Size: Medium. Every fruit is pretty much the size of a baseball.

Shape: Round and just a smidge wobbly shaped.

Color: Red. While I hope it does not taste like a grocery store tomato, it sure does look like one.

The inside: Slightly loose gel, but overall it holds up well to slicing. The seeds are rather large for the size of the tomato and I am willing to bet that is by design. This tomato was made to be turned into sauces and condiments, so large seeds would make it easier to mesh them out.  Thick core with thin walls.

Texture: Very smooth, but the skin is a bit tough. Again, I would be willing to bet that is by design as the skins would need to stand up to a little additional processing to be removed.

Tasting:

Off the Vine Tasting: Tangy, very tangy and very full tomato flavor, especially in the gel. The meat is not as full flavored but still nice and has a sweet undertone to it.

Sliced and Salted Tasting: Salt really cranks the flavor and tang up. Once again, I would not be surprised if this was by design as this would be beneficial to a processed product.
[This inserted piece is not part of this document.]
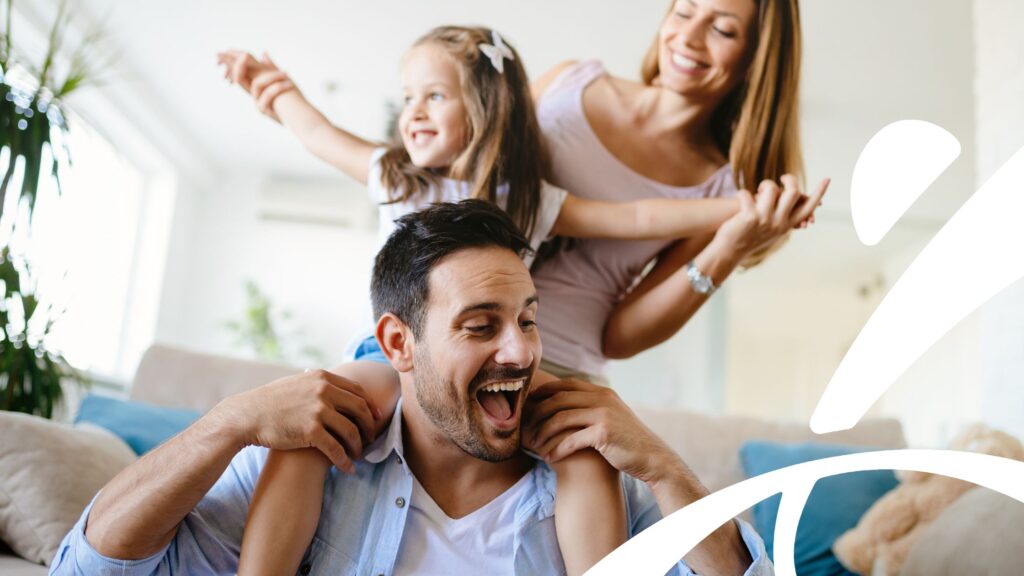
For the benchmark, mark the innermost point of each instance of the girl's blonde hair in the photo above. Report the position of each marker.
(505, 142)
(757, 126)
Cooking Thoughts: While of course this would make a wonderful sauce (after all, I don’t think that a company would spend tens of thousands of dollars producing a sauce tomato that is no good for sauce) the strong tomato flavor of this tomato lends itself to all kinds of tomato-y things like bruschetta, salsa, salads, etc.

Growing Notes:
Very prolific plant. Well contained as well.

Will Hanna grow this one again:
Probably not. This is a very good tomato, but not one you will find on the trading lists (due to it being a hybrid) so I would have to buy it each year. It is just not that much of a wowsa tomato to go out of my way for it.